Rexml - StreamListener - Where I am in the XML?

Hi,

I'm using REXML::StreamListener to analyze a big xml file. My ruby
code looks like this:

--- code start here ---

require 'rexml/document'
require 'rexml/streamlistener'

class MyListener
  include REXML::StreamListener
  def tag_start(name, attrs)
    # anything to do ...
  end
  def text(text)
    # anything to do ...
  end
end

REXML::Document.parse_stream( File.open( xmlfile), MyListener.new)

--- code ends here ---

At the "tag_start" method I need sometimes the information where I am
in the xml. What is my parent tag and so on. Is there is a method to
get this information at this time?

Regards

Michael

In general, the big value of a stream parser is that it is not holding onto much state, so memory needs stay small regardless of the size of the XML. State tracking is left to the application developer.

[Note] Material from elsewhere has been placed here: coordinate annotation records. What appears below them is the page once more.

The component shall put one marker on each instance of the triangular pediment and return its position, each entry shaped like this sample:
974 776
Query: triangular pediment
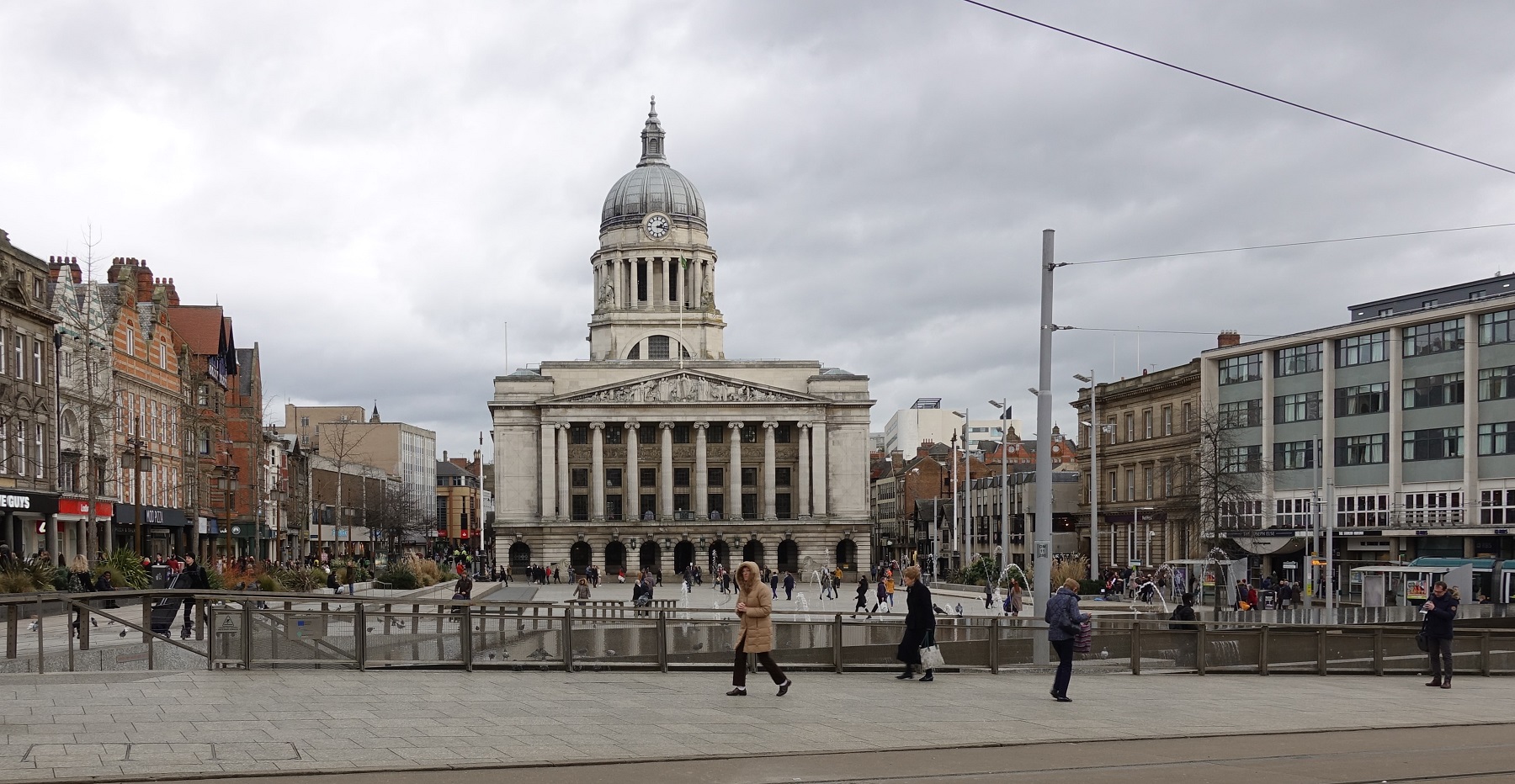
683 386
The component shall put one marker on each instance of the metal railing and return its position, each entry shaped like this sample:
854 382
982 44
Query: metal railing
317 632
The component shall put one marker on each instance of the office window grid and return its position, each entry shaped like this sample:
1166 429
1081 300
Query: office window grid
1363 348
1433 338
1240 369
1297 359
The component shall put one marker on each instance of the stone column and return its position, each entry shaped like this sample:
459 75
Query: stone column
666 471
702 473
598 473
549 471
818 468
734 482
562 473
803 429
768 473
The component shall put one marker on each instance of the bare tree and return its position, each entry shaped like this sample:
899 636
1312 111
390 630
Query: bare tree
87 421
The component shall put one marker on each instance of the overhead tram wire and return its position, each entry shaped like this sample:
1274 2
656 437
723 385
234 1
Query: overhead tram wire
1364 126
1287 244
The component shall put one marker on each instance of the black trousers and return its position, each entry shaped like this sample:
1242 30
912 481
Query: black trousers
1439 657
1060 683
740 670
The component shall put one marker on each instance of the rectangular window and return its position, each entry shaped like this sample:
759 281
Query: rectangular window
1364 399
1241 459
1300 407
1363 511
1297 359
1363 450
1294 454
1437 444
1433 391
1494 384
1240 369
1433 338
1496 437
1363 348
1293 513
1240 414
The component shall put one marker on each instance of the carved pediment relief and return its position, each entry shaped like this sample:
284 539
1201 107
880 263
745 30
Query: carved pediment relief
683 386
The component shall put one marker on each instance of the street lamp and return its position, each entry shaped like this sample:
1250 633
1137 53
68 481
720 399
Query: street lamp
1005 509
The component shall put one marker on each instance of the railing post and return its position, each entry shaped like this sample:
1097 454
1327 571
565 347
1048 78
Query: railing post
837 642
247 636
994 645
359 634
662 640
567 639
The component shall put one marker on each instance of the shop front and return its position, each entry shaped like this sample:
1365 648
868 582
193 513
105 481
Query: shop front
166 530
73 516
28 521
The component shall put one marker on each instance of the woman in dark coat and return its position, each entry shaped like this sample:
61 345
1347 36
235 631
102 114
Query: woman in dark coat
920 624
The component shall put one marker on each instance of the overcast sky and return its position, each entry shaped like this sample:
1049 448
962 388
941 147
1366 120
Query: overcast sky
373 189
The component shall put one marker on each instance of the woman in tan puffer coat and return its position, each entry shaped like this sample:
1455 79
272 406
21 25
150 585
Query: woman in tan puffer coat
753 606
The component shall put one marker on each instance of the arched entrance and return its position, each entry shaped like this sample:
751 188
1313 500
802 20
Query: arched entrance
614 558
788 556
848 554
651 554
520 556
579 556
720 554
682 556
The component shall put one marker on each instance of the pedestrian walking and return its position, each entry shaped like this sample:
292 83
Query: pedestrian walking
920 625
1439 610
755 607
1062 617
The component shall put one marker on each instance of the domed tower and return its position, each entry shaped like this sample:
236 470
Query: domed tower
655 270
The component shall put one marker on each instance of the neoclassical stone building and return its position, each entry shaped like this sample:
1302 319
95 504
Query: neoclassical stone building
658 450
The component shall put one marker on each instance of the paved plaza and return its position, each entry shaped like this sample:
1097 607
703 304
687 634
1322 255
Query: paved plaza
205 723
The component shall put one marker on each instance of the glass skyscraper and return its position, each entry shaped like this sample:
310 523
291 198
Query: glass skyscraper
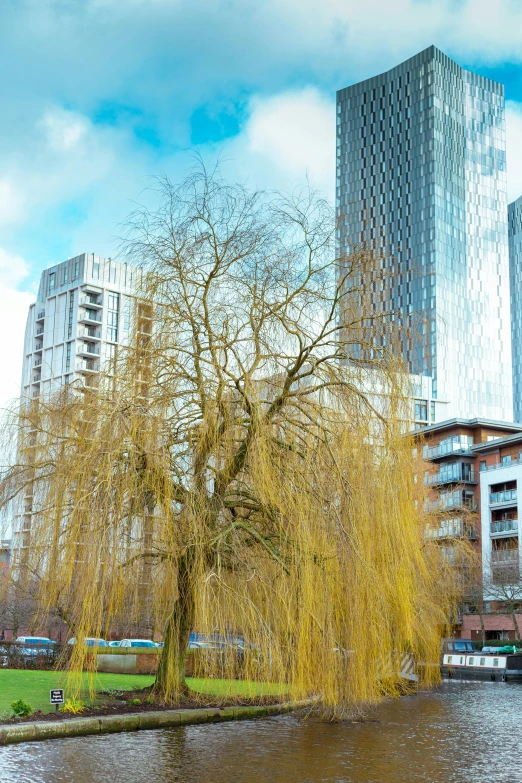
515 277
421 169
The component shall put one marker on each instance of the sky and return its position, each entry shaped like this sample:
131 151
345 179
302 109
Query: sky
98 96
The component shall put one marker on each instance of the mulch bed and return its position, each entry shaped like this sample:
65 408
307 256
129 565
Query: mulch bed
122 707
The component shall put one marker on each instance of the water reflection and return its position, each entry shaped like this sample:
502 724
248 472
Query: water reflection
462 732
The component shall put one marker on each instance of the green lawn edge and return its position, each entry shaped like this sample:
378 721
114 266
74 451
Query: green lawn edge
33 686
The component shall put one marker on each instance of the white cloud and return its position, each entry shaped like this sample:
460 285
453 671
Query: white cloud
514 149
64 129
13 314
295 133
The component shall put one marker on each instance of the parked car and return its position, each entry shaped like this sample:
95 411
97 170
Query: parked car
137 643
34 640
90 641
31 646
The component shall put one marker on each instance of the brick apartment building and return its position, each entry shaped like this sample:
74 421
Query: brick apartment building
473 469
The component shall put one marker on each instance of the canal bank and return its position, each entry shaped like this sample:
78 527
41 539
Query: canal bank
159 719
458 733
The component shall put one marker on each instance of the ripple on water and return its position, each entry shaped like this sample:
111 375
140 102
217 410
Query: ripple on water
463 732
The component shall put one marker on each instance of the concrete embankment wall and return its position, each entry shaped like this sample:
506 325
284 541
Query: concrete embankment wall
78 727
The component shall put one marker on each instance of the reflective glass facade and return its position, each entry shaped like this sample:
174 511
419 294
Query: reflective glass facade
515 277
421 168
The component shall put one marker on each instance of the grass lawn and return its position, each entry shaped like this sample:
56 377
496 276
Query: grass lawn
34 686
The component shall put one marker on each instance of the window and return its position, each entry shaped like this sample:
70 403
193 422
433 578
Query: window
421 410
68 357
71 313
113 306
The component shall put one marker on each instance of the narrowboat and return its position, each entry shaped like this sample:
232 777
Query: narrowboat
501 667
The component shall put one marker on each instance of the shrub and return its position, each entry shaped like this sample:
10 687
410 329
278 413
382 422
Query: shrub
21 708
75 706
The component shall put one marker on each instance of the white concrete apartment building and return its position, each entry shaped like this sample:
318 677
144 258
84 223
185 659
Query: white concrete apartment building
82 314
499 465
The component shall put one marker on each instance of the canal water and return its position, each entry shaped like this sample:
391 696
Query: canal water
460 733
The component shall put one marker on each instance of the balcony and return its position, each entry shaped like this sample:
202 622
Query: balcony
508 496
87 349
504 527
90 300
453 501
90 317
456 476
452 528
446 450
504 557
87 366
89 332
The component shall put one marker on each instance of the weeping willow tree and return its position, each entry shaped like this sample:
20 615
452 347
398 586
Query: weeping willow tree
243 466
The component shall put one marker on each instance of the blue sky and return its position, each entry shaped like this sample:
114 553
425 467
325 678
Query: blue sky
98 95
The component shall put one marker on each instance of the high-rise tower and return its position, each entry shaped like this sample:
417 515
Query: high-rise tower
81 316
515 278
421 168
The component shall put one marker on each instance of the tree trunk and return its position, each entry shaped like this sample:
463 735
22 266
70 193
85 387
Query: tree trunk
482 628
517 629
170 680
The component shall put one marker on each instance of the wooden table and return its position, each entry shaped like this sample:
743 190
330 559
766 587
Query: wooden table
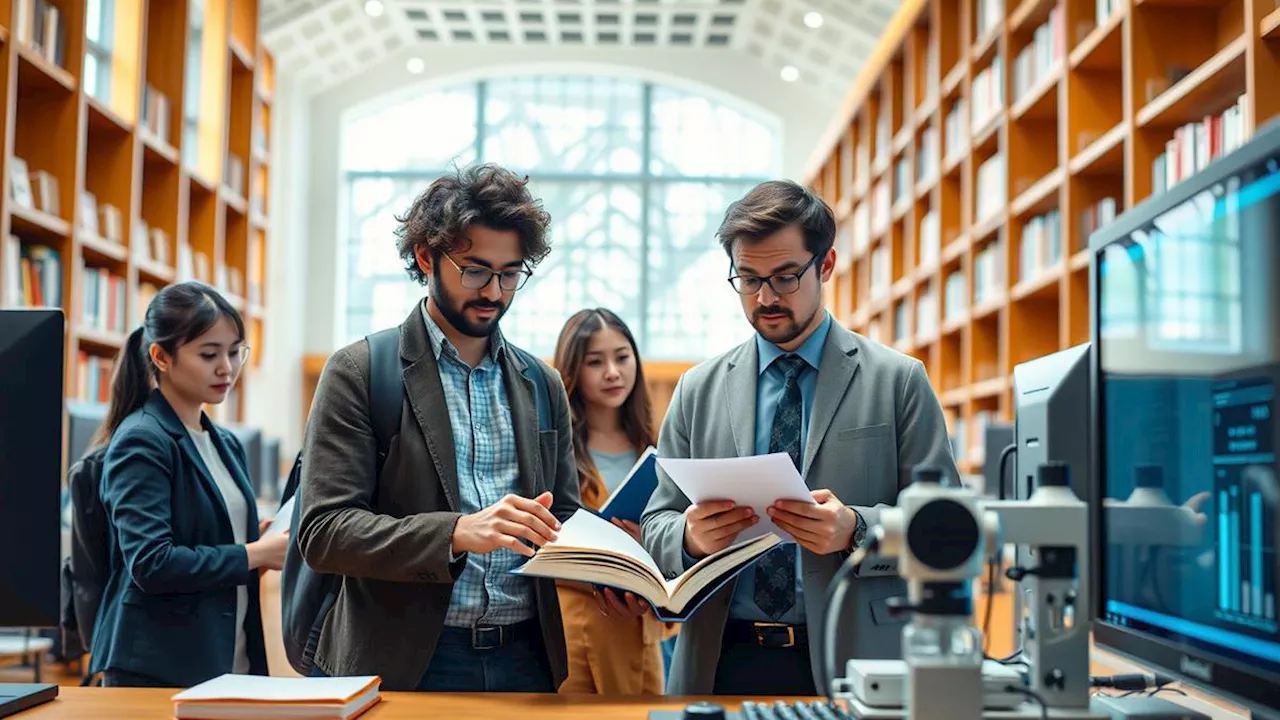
133 703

The REXML pull-parser lets you peek at the next event; not sure offhand if it goes the other way. But I suspect that with the stream and pull parsers (one of which sits on the other under the hood, so they are more or less the same), once an event is off the stack, it is gone.

Stream parsing works really well when you have a large source of regularly structured data (e.g., XML dump of a database table), such that you can grab and stash in memory just what you need, work with it (perhaps as a transient DOM), then discard it and move on.

···

beikel.meikel@web.de wrote:

Hi,

I'm using REXML::StreamListener to analyze a big xml file. My ruby
code looks like this:

--- code start here ---

require 'rexml/document'
require 'rexml/streamlistener'

class MyListener
  include REXML::StreamListener
  def tag_start(name, attrs)
    # anything to do ...
  end
  def text(text)
    # anything to do ...
  end
end

REXML::Document.parse_stream( File.open( xmlfile), MyListener.new)

--- code ends here ---

At the "tag_start" method I need sometimes the information where I am
in the xml. What is my parent tag and so on. Is there is a method to
get this information at this time?

--
James Britt

"Trying to port the desktop metaphor to the Web is like working
on how to fuel your car with hay because that is what horses eat."
    - Dare Obasanjo

Hi,

I've used REXML::Parsers::PullParser instead of stream parsing (same
general idea), here's an example of a function that waits until it
sees a tag that matches element_name and then pulls the text from it:

    def self.get_element_text(filename, element_name)
      parser = REXML::Parsers::PullParser.new(File.new(filename))
      text = false
      while parser.has_next?
        el = parser.pull
        if el.start_element? and el[0] == element_name
          text = parser.peek[0]
          break
        end
      end
      return text
    end

So, while the above certainly won't work for your application, you
could try playing a little with parser.peek to see if you can find the
child node (or next node, whatever) that you're looking for.

HTH,
Keith

···

On 2/21/07, beikel.meikel@web.de <beikel.meikel@web.de> wrote:

I'm using REXML::StreamListener to analyze a big xml file. My ruby
code looks like this:
...
At the "tag_start" method I need sometimes the information where I am
in the xml. What is my parent tag and so on. Is there is a method to
get this information at this time?

@James: I know a SAX parser in another language that has to use like
the REXML::StreamListener. You have additional the information that -
for example - a FirstName-Tag is a member of a User-Tag and so on.
You're right, if I use REXML::StreamListener, I can track the stack
for my self. But there was a chance that I have oversight the right
function in REXML::StreamListener only :slight_smile:

@Keith: I will check the REXML::Parsers::PullParser. Thanks for the
info :slight_smile:

Michael